Om het beroep op deze wijze te kunnen uitoefenen moet je erg vaardig zijn in martial
arts en niet bang zijn om enorme gevaren te trotseren. Een andere
misvatting die me duidelijk werd na het kijken van deze film is dat
pistolen om te wijzen zijn en niet om met te schieten. Dit geeft aan dat
er dus niet zo heel erg goed opgelet tijdens het maken van ‘The undiscoverd tomb’. Het verhaal zit vol met stomme fouten en gaten, die
,hoe meer ik er over nadenk, steeds erger worden. Het acteerwerk wat we te
zien krijgen ligt op het niveau van een gemiddelde aflevering van
‘Bassie en Adriaan’ en is soms pijnlijk om naar te kijken. De karakters
blijven allemaal erg mat, want er word, gewoon niet genoeg tijd genomen om
wat meer body te geven. Dit klinkt allemaal erg negatief maar toch zijn
er ook wel positieve punten op te noemen, de camera voering
bijvoorbeeld. Persoonlijk ben ik een erge liefhebber van lange shots
waarin veel rijdend en vliegend gefilmd is. En deze manier van filmen is
ruimschoots aanwezig. Een groot deel van de locaties waar gefilmd is
zien er ook prachtig. Typische Chinese landschappen en bergen en een
klein stukje wat in de grote stad opgenomen is. Visueel is er dus niet
zoveel op de film aan te merken. Dat je tegenwoordig geen groot budget
hoeft te hebben om je film met computers te verrijken wordt uitgebreid
bewezen. Op deze manier word er een gevecht in een hele oude en hoge boom in
elkaar gezet. Helaas ziet dit er erg knullig uit waardoor de bewegingen
in dit gevecht in het niet vallen. En laten we de virtuele anaconda
helemaal maar snel proberen te vergeten. Wat er wel goed uit ziet zijn
de duizenden schorpioenen en de terracotta soldaat die ze op de been
gebracht hebben. De gevechten laten in het begin van de film ook aardig
wat te wensen over. Ondanks dat de bewegingen en choreografie niet eens
zo slecht zijn geeft het toch niet dat gevoel van ‘wow’ dat het zou
moeten doen. De cameravoering die hiervoor gebruikt wordt voldoet gewoon
niet en maakt het gevecht rommelig en onoverzichtelijk. Door de
verkeerde manier van monteren kan je behoorlijk de snelheid uit een
gevecht halen. Echte lange shots zijn er dus ook niet aanwezig, maar dat
is natuurlijk ook niet iets wat je mag verwachten. Toch draait dit in de
laatste twintig minuten aardig om. Het tempo zit er hier namelijk wel
lekker in en de klappen komen opeens een stuk krachtiger over. Marsha
Yuan staat hier aardig haar mannetje en John Zhang steelt de show.

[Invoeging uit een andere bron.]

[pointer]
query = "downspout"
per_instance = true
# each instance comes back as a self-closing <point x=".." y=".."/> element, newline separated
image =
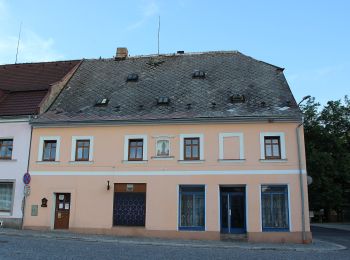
<point x="24" y="197"/>
<point x="301" y="182"/>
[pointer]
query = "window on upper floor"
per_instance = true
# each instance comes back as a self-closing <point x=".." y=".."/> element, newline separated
<point x="49" y="148"/>
<point x="192" y="148"/>
<point x="6" y="197"/>
<point x="272" y="146"/>
<point x="82" y="150"/>
<point x="163" y="148"/>
<point x="274" y="207"/>
<point x="135" y="150"/>
<point x="6" y="147"/>
<point x="231" y="146"/>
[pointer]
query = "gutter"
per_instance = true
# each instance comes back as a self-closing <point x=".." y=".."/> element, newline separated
<point x="53" y="123"/>
<point x="301" y="183"/>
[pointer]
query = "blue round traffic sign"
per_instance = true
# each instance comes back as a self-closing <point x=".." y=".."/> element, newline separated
<point x="26" y="178"/>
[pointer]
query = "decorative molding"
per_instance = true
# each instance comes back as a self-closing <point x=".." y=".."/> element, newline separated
<point x="165" y="173"/>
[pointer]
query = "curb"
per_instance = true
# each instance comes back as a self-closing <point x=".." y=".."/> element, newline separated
<point x="246" y="246"/>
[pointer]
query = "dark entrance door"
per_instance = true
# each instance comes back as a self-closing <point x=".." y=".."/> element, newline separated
<point x="233" y="219"/>
<point x="129" y="205"/>
<point x="62" y="210"/>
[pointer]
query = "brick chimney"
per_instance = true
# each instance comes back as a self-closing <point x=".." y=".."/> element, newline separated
<point x="122" y="53"/>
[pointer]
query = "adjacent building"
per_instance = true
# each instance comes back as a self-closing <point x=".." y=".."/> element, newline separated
<point x="194" y="145"/>
<point x="25" y="90"/>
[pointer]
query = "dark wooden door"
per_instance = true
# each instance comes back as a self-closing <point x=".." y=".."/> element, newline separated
<point x="62" y="210"/>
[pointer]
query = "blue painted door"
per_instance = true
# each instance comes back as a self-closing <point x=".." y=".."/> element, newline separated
<point x="233" y="217"/>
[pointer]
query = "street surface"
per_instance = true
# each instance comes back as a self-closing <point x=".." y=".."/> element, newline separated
<point x="50" y="247"/>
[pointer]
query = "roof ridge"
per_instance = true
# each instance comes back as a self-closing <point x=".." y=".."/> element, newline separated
<point x="38" y="63"/>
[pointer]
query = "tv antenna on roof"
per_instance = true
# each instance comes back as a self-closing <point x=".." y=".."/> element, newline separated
<point x="19" y="37"/>
<point x="158" y="33"/>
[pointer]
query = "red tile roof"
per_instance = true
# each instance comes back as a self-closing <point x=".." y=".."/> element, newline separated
<point x="25" y="85"/>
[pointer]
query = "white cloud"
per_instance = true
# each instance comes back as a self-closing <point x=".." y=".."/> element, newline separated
<point x="32" y="47"/>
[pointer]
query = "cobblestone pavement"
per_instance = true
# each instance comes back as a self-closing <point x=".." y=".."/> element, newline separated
<point x="64" y="245"/>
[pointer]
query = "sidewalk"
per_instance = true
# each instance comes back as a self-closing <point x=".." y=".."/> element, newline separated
<point x="340" y="226"/>
<point x="317" y="245"/>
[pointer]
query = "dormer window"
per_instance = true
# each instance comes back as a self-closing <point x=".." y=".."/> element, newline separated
<point x="237" y="98"/>
<point x="102" y="102"/>
<point x="132" y="77"/>
<point x="198" y="74"/>
<point x="163" y="101"/>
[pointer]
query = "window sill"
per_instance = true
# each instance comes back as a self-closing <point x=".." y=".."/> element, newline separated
<point x="191" y="161"/>
<point x="8" y="160"/>
<point x="275" y="230"/>
<point x="231" y="160"/>
<point x="274" y="160"/>
<point x="7" y="214"/>
<point x="135" y="162"/>
<point x="81" y="162"/>
<point x="162" y="158"/>
<point x="47" y="162"/>
<point x="191" y="229"/>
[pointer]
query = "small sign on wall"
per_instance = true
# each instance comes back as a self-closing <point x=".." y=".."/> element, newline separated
<point x="130" y="187"/>
<point x="34" y="212"/>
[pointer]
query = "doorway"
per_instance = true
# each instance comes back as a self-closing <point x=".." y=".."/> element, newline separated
<point x="62" y="210"/>
<point x="232" y="210"/>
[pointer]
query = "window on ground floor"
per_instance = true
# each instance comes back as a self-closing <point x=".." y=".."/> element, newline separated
<point x="192" y="207"/>
<point x="274" y="204"/>
<point x="6" y="193"/>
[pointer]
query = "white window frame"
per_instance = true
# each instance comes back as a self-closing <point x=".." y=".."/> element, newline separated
<point x="281" y="135"/>
<point x="74" y="146"/>
<point x="41" y="147"/>
<point x="13" y="146"/>
<point x="144" y="149"/>
<point x="222" y="136"/>
<point x="162" y="139"/>
<point x="201" y="145"/>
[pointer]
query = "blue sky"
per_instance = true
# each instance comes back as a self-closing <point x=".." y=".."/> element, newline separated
<point x="310" y="39"/>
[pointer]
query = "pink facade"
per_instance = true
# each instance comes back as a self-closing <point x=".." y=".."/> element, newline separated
<point x="12" y="170"/>
<point x="232" y="157"/>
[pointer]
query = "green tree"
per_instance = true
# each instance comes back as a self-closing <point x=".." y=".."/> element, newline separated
<point x="327" y="144"/>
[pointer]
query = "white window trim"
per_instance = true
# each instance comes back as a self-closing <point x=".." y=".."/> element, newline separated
<point x="126" y="146"/>
<point x="161" y="138"/>
<point x="13" y="147"/>
<point x="201" y="145"/>
<point x="41" y="146"/>
<point x="221" y="144"/>
<point x="282" y="140"/>
<point x="74" y="145"/>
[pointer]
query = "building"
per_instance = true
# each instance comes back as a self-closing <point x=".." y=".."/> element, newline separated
<point x="184" y="145"/>
<point x="25" y="90"/>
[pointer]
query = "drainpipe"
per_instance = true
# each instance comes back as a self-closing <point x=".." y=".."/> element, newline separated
<point x="301" y="180"/>
<point x="24" y="197"/>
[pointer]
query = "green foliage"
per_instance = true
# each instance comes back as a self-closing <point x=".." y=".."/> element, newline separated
<point x="327" y="144"/>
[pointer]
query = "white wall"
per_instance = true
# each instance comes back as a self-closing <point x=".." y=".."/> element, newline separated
<point x="15" y="168"/>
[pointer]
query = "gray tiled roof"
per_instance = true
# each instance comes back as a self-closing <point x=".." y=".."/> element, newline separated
<point x="227" y="73"/>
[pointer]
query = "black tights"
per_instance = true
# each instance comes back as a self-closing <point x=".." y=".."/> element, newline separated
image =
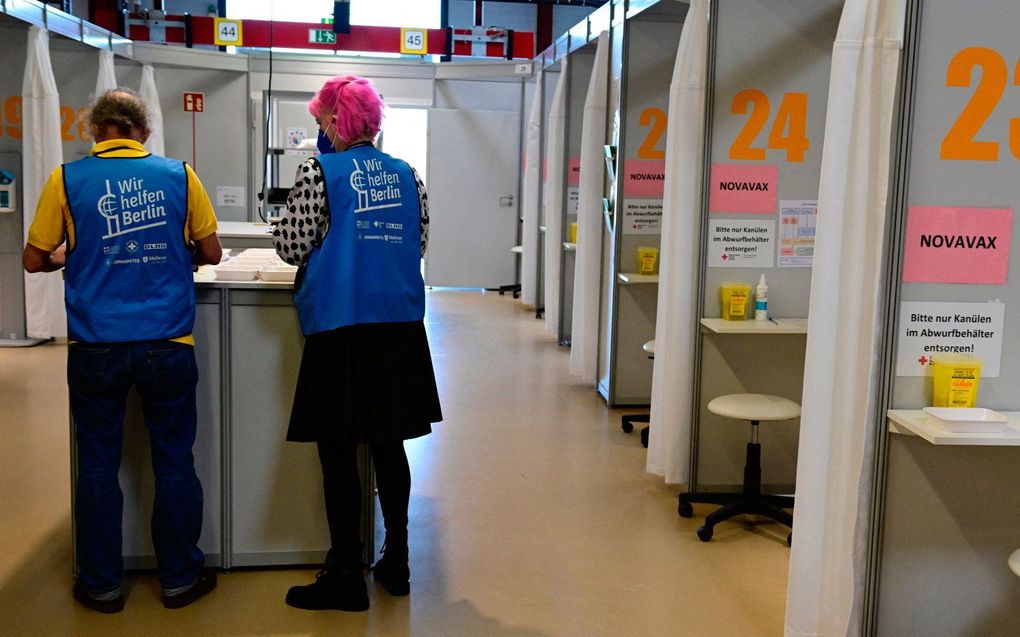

Natuurlijk mist Marsha Yuan van alles om het echt overtuigend te maken,
maar ze kwam beter uit de verf dan verwacht. Een aangename verassing dus
aan het einde van de film. Ondanks mijn redelijk negatieve relaas wil ik
toch even mijn respect tonen aan ‘my way films’. Ze zijn namelijk een
van de weinige die nog steeds films maken die redelijk in de jaren
tachtig Hongkong stijl liggen. En laten we hopen dat ze dit blijven doen,
want wie weet wat de toekomst gaat brengen.